Wanita Batak ini Merupakan Konservator Museum Yahudi Terbesar di Eropa

Written by Fahmiranti Widazulfia Member at GNFI
Share this
0 shares
Comments
0 replies

Dia mempunyai keahlian yang tak dimiliki semua orang: konservasi kertas dan kulit. Anna Sembiring sehari-hari menjabat konservator senior Museum Polin, museum sejarah Yahudi di Polandia. Museum Polin, yang baru diresmikan setahun lalu, merupakan museum sejarah Yahudi terbesar di Eropa. Di sini tak hanya tersimpan manuskrip dan benda-benda budaya bangsa Yahudi yang berumur ratusan tahun, tapi juga jejak perjalanan bangsa itu, terutama di Polandia. Dan tugas Anna menjaga semua benda itu.

Anna Sembiring, Petugas konservasi POLIN Museum of The History of Polish Jews. TEMPO/ L.R. Baskoro

Anna Sembiring, Petugas konservasi POLIN Museum of The History of Polish Jews. TEMPO/ L.R. Baskoro

Dari kamarnya di lantai dua, perempuan yang lahir dari ibu berwarganegaraan Polandia dan ayah bersuku Batak Karo itu memantau “isi perut” Museum Polin, yang terletak di jantung Kota Warsawa, Polandia. Kamar yang juga berfungsi sebagai ruang kerja tersebut cukup luas, seukuran hampir separuh lapangan bulu tangkis. Sebuah meja besar, terbuat dari kayu cukup tebal, terbentang di tengah ruangan.

Yang menyedot perhatian di ruangan itu adalah beberapa perangkat untuk mengkonservasi koleksi museum, yang biasa disebut “eksponat”. Itulah perangkat vital yang digunakan Anna meneliti dan memperbaiki benda-benda bernilai historis untuk kemudian dipamerkan di Museum Polin.

“Ini untuk menghilangkan dan menyedot racun kimia yang mungkin menempel di eksponat,” kata perempuan 36 tahun tersebut. Alat yang ditunjuk Anna berbentuk kotak, dilengkapi semacam tabung di atasnya.

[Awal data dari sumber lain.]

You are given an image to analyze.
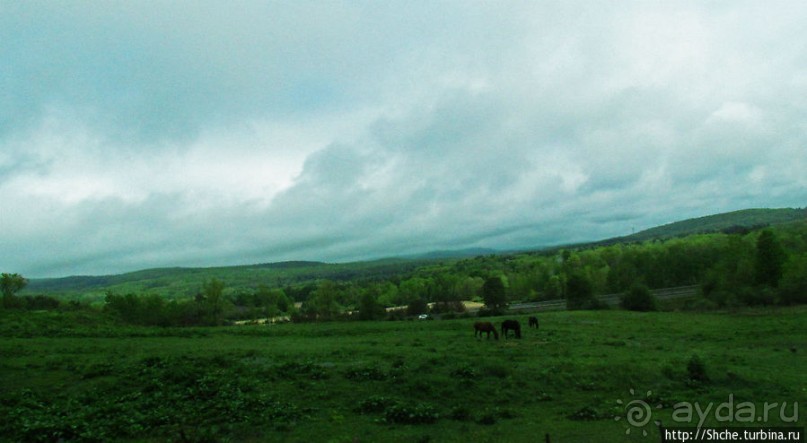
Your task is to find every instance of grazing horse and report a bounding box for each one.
[474,321,499,340]
[502,320,521,338]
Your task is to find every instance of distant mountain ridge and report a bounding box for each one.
[25,208,807,296]
[612,208,807,242]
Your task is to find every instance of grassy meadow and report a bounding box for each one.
[0,306,807,442]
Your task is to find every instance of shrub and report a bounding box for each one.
[687,354,709,383]
[384,403,440,424]
[620,284,658,312]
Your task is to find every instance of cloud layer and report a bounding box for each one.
[0,1,807,277]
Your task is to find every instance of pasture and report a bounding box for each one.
[0,306,807,442]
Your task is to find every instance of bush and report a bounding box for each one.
[620,284,658,312]
[687,354,709,383]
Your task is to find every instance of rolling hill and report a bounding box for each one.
[22,208,807,299]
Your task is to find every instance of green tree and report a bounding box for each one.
[310,280,340,320]
[0,272,28,307]
[566,273,597,310]
[359,291,386,320]
[620,283,658,311]
[482,276,507,312]
[779,253,807,304]
[755,229,787,288]
[197,278,224,325]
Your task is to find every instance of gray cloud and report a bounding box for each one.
[0,1,807,276]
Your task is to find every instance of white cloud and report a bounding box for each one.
[0,1,807,275]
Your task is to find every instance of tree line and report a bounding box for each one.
[0,222,807,326]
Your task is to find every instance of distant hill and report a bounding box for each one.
[22,208,807,300]
[21,259,426,298]
[603,208,807,243]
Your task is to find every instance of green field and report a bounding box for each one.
[0,306,807,442]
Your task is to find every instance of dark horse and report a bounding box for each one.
[474,321,499,340]
[502,320,521,338]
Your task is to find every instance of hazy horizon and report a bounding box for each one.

Menjabat konservator senior di museum yang didirikan Kementerian Kebudayaan dan The Association of the Jewish Historical Institute of Poland, tugas Anna terhitung berat. Dialah yang senantiasa memeriksa semua eksponat, terutama yang terbuat dari kertas dan kulit.

Benda-benda itu diletakkan di tempat khusus yang bahannya tidak terbuat dari material sembarangan. Kotak kaca, misalnya, mesti dilengkapi dengan filter ultraviolet, karena radiasi ultraviolet sangat berbahaya untuk tekstil dan kertas. Selain itu, mesti ada silika gel, yang berfungsi mengurangi kelembapan.

Sejumlah perangkat teknologi canggih—siang-malam—juga menjaga koleksi Museum Polin yang berjumlah sekitar 10 ribu benda. “Begitu pengunjung meningkat, suhu harus disesuaikan, supaya sirkulasi udara tetap terjaga,” ujarnya. “Jika tidak, koleksi museum yang ada di ruangan rusak.” Kata “rusak” tentu saja hal yang sangat tidak diinginkan orang-orang seperti Anna.